Making efficient use of the resources you rent from Amazon

At Amazon, and any other cloud computing service for that matter, you have to pay for server time per unit time (usually by the hour). So while you're renting a machine you want to use all the resources you are paying for only as long as you really need them. Here are a few tips for speeding up your work and reducing the amount of time you rent a server.

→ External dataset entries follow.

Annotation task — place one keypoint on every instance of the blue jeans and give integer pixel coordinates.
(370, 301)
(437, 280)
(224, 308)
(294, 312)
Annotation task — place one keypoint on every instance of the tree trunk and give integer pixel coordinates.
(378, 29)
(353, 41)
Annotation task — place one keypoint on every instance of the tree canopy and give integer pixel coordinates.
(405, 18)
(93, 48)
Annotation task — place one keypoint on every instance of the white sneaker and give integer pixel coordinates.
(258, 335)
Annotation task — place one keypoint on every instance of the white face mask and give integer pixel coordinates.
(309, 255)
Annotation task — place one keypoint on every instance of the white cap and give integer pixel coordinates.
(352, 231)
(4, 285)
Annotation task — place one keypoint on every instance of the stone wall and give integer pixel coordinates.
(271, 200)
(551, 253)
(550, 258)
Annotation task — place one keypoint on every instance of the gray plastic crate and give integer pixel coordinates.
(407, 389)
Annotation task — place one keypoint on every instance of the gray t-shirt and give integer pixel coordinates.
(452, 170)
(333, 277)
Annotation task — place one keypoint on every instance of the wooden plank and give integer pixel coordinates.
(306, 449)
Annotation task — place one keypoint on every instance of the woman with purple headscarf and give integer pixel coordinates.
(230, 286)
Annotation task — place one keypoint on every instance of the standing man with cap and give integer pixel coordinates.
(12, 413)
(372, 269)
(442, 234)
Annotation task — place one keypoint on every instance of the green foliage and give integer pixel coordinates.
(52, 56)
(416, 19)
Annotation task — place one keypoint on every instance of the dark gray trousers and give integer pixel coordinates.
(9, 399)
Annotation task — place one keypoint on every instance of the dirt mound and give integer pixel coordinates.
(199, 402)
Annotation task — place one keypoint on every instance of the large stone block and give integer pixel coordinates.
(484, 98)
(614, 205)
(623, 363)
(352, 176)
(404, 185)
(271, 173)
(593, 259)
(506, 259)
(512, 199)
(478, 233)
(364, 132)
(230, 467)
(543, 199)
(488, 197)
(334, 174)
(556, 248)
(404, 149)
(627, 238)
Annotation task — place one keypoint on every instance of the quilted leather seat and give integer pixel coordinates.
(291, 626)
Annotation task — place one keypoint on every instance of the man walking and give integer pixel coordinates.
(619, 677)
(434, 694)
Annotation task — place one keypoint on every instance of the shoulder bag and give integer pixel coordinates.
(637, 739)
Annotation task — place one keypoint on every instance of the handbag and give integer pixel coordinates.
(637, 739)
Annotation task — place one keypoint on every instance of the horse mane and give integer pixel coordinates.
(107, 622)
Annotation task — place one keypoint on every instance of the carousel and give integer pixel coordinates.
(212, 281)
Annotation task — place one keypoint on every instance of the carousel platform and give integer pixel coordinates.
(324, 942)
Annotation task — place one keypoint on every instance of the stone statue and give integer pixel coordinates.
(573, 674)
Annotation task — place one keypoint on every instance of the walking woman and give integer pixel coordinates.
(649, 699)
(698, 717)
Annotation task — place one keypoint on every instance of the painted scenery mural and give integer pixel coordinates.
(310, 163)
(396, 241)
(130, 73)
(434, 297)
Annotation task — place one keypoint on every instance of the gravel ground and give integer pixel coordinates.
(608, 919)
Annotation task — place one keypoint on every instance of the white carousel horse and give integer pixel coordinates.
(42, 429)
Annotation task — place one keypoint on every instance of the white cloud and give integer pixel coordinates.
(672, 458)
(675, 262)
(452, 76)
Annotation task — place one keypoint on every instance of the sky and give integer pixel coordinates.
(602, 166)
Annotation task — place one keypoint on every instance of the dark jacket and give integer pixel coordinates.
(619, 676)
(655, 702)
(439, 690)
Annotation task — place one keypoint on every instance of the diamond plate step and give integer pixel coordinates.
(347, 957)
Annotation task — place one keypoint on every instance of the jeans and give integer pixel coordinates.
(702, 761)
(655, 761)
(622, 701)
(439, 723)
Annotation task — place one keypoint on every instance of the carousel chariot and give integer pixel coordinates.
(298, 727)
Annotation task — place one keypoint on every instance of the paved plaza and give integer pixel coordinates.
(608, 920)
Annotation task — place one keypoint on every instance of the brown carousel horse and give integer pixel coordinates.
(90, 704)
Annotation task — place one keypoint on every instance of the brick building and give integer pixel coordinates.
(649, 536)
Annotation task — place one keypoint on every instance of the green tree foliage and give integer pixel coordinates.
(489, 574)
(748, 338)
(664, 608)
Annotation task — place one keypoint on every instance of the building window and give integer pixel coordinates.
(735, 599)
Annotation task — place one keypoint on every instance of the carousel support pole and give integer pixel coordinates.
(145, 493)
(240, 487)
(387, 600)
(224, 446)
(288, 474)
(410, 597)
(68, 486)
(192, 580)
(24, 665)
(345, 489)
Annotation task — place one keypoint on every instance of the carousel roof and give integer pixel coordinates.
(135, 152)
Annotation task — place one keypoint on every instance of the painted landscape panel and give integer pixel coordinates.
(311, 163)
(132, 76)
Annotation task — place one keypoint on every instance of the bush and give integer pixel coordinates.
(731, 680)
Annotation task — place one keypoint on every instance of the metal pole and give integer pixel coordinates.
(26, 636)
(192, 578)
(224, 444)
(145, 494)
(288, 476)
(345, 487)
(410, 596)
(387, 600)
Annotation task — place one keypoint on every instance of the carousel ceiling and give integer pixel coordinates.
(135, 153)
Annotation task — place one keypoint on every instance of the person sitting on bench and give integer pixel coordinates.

A lot of tasks can be parallelized easily with GNU parallel. You can download it from here. Installation is as easy as untarring the bz2 archive and then issuing the following commands. GNU parallel is installed on our AMI (check the REDAME in the home directory to see what programs are installed).
./configure
## do ./configure in the directory that was created
## when you untarred the bz2 file
make
make install
GNU parallel handles parallelization of tasks for you by maximizing the number of jobs that run in parallel. Let's say you have 4 cores on a machine and you want to run the same script on 8 different datasets. You can write a simple batch text file for quality trimming sequences in fastq files that looks as follows.
qtrimScript someFile1.fastq
qtrimScript someFile2.fastq
qtrimScript someFile3.fastq
qtrimScript someFile4.fastq
qtrimScript someFile5.fastq
qtrimScript someFile6.fastq
qtrimScript someFile7.fastq
qtrimScript someFile8.fastq
You could issue all these commands one after the other which would actually slow the server down since you'd be trying to run 8 instances of the script at the same time on only 4 cores. Running them sequentially wastes your time and server resources. GNU parallel can take care of this for you.
parallel -j+0 < batch.txt
## This runs as many instance of the commands in batch.txt
## in parallel as you have cores (-j+0) and schedules the
## jobs in an efficient manner
Instead of waiting for the jobs you just started to finish you can unmout the volume you mounted to your server and shut down the server automatically when you're done.
parallel < batch.txt && umount /path/to/volume && poweroff &
## unmount and poweroff are only executed if parallel exits without error
parallel < batch.txt ; umount /path/to/volume && poweroff &
## unmounts volume regardless of exit status of parallel but doesn't
## shut down server unless volume unmounts clean
parallel < batch.txt && poweroff &
## the poweroff command should unmount your volume automatically
## use at your own risk -- adding umount is probably saver
Following the above steps, you should be able to get your results quicker while spending less time and money. There's no reason to pay for an idle server! Note that GNU parallel doesn't optimize RAM usage, so assembly and mapping won't benefit from it. Using the last scripts I mentioned will still save money by shutting down your instance after your assembly is done for example.

You can also send yourself an email before the machine shuts down to inform you that your data is ready to be picked up using mailx. I may get to an example of this at some point.